Monday, Mar. 16, 1998

Once on This Island

By Walter Kirn

Though American writers still try it now and then, if only to prove how impossible it's become, weaving a whole country's social history into one great, multilayered novel is mostly a thing of the past in the U.S. What used to seem ambitious now seems arrogant--too many cultures, too many points of view. Elsewhere in the world, however, particularly in smaller countries where the political and the personal are more intimately intertwined, creating an epic of national identity still seems possible. A vital, if daunting, literary task.

This is just the task Rosario Ferre, one of Puerto Rico's leading novelists, sets for herself in Eccentric Neighborhoods (Farrar, Straus & Giroux; 340 pages; $24), her second novel to be written in English. (Her first, The House on the Lagoon, was a 1996 finalist for the National Book Award.) The book is a panoramic landscape dominated by two great family trees, both with deep roots and broad, overlapping branches. The Vernets are earthy Cuban immigrants, gung-ho, materialistic arrivistes out to make a fortune and a name. The Rivas de Santillanas are landed gentry, wistful, poetic denizens of Puerto Rico's preindustrial past. The island is large enough for both clans, but only just. As they grow, they crowd each other.

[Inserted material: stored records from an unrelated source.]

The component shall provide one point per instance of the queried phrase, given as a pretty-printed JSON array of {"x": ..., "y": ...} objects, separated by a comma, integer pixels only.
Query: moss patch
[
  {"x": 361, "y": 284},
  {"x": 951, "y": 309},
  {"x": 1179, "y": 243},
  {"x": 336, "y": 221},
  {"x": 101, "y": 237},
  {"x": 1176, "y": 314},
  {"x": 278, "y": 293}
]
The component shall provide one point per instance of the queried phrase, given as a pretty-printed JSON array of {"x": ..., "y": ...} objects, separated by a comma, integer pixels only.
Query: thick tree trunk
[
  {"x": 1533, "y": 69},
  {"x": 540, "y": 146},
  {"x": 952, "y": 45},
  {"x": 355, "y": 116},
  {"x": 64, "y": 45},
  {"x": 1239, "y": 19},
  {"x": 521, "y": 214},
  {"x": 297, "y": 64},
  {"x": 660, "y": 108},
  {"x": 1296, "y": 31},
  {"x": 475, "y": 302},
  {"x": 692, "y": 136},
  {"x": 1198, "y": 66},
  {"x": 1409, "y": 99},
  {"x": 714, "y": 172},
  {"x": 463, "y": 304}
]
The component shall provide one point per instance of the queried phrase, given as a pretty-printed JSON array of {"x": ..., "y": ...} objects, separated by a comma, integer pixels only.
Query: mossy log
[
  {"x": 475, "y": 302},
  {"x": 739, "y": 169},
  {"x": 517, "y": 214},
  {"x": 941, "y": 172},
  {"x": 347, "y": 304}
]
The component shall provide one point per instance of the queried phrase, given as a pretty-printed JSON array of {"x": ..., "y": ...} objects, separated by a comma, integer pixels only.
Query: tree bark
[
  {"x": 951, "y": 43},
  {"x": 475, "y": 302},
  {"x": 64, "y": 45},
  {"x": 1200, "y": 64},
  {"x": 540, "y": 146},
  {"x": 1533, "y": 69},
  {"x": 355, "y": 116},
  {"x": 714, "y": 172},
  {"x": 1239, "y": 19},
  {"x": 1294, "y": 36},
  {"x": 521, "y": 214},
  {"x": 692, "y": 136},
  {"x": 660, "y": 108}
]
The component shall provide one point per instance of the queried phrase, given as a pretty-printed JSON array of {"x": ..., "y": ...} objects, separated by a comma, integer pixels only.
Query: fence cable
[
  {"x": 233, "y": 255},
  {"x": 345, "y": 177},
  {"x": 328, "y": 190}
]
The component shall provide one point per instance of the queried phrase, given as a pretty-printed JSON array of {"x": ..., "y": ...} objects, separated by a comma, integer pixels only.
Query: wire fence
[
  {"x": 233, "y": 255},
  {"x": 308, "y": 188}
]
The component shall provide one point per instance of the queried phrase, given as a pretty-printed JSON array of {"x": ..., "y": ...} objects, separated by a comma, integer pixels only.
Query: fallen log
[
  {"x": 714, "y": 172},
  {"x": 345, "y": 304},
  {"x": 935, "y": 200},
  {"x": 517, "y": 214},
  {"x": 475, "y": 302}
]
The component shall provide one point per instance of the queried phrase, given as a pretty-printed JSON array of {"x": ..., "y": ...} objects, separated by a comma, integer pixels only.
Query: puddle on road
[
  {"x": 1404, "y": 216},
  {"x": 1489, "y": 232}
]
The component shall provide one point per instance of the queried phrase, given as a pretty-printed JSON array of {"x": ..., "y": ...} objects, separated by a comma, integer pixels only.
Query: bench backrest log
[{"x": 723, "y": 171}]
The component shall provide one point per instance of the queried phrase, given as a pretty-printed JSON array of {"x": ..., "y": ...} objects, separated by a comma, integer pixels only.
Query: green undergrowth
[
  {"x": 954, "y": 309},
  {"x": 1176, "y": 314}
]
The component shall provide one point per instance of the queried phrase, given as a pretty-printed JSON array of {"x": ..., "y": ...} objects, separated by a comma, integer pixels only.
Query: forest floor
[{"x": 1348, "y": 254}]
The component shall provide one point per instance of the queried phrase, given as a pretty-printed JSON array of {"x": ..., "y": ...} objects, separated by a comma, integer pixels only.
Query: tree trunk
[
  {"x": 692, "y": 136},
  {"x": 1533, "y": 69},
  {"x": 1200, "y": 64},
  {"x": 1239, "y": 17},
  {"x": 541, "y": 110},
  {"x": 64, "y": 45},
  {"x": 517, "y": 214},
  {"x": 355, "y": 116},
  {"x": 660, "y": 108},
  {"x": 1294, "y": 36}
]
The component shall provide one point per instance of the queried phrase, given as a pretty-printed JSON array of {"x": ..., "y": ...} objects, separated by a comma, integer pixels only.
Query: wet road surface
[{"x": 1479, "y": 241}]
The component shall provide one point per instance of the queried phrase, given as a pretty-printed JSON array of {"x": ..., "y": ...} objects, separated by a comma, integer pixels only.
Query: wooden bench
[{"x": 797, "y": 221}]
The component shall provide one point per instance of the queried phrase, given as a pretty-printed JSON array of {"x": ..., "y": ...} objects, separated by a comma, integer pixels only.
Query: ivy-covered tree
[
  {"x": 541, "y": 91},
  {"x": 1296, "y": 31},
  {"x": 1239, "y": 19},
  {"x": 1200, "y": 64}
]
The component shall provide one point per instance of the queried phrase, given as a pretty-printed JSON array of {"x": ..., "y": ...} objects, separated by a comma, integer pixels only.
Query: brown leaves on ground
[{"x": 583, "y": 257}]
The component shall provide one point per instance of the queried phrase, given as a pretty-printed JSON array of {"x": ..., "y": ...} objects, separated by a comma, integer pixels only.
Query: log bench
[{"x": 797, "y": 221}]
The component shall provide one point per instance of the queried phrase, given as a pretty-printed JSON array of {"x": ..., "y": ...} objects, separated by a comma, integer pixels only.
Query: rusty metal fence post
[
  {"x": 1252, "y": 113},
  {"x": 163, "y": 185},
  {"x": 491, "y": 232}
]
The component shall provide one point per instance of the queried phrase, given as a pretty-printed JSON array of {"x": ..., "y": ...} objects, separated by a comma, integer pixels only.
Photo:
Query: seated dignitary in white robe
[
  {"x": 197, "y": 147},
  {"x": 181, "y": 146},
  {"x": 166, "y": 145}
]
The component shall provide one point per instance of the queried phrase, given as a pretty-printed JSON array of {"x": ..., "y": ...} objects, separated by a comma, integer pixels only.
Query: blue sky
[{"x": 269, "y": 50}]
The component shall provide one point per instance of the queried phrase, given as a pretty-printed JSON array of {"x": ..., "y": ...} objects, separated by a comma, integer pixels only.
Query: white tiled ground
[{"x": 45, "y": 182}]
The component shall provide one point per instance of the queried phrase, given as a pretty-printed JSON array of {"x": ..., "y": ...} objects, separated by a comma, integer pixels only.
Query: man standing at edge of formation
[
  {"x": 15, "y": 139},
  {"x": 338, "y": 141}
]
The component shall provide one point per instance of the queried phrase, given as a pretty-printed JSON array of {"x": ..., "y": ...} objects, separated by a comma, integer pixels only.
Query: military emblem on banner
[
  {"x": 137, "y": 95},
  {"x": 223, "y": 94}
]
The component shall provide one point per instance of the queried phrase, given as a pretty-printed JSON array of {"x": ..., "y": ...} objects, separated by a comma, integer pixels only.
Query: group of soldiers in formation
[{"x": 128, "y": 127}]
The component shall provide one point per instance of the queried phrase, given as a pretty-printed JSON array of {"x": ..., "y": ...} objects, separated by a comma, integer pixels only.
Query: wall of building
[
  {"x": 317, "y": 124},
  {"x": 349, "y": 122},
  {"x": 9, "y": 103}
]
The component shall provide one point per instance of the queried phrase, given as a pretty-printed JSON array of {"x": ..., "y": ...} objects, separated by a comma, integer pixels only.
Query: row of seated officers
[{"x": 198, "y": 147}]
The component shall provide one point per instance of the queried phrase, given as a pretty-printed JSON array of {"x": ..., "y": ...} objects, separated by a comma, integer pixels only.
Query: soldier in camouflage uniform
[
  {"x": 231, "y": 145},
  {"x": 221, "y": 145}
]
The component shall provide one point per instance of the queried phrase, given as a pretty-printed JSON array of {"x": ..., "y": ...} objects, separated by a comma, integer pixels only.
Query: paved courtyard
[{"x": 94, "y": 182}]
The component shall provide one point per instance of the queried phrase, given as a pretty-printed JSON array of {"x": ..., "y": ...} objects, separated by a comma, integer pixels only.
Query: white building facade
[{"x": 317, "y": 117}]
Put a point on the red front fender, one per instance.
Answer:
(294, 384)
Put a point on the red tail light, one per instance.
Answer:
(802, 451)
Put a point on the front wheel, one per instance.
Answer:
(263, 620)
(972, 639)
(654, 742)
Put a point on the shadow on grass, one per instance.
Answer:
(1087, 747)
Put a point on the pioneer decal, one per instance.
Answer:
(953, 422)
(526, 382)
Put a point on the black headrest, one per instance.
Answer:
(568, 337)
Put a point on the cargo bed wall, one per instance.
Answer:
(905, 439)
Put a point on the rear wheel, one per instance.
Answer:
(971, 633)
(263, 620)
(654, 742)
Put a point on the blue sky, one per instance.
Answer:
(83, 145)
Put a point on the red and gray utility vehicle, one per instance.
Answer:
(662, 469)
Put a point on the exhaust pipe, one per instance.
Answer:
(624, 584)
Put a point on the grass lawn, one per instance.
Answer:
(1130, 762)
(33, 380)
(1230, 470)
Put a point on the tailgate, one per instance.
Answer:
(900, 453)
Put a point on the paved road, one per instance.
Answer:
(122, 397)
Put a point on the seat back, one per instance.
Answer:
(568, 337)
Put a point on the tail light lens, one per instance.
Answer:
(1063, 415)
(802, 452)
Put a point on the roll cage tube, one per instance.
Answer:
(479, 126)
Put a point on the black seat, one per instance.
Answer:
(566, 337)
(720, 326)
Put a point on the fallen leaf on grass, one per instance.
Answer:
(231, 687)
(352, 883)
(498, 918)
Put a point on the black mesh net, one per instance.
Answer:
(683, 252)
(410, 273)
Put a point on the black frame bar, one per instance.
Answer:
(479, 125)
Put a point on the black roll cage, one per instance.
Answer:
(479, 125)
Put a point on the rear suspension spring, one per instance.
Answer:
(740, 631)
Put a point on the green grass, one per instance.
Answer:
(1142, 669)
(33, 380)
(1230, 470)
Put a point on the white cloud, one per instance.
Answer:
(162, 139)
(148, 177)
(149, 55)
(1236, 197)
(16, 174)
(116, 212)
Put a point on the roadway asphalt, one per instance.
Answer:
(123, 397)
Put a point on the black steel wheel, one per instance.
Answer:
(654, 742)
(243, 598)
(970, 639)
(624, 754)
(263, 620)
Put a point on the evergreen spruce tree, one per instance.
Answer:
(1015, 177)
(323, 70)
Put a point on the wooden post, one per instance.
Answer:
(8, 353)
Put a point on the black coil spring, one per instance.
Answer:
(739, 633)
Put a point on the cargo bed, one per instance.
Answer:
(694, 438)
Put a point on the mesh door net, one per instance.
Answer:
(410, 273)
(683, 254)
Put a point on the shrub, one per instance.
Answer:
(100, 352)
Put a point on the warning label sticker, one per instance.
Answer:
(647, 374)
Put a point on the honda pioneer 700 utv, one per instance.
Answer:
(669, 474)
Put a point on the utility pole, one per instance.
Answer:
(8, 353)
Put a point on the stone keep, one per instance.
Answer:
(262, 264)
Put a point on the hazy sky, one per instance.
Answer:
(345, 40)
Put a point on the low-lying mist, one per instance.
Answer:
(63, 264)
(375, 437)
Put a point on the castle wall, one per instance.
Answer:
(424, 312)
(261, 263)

Eccentric Neighborhoods is nothing if not fertile, so dense with fables, anecdotes, reminiscences and allegories that readers may find themselves wishing for machetes to cut away the fictional undergrowth. As told by Elvira Vernet, the book's energetic, keen-eyed narrator, unlucky in love but gifted in perception, the stories of romance, betrayal and fortune seeking pile up gorgeously but shapelessly, like successive canopies of foliage. Still, vague patterns eventually show through. The brash Vernets grow steadily more Americanized and politically influential as the old aristocracy wilts away and the downtrodden peasantry struggles along unchanged. By the end of Elvira's lush and tangled tale, even the tropical landscape has been transformed. For better or worse (Ferre leaves the island's future an open question), greenbacks now grow where green hillsides used to be.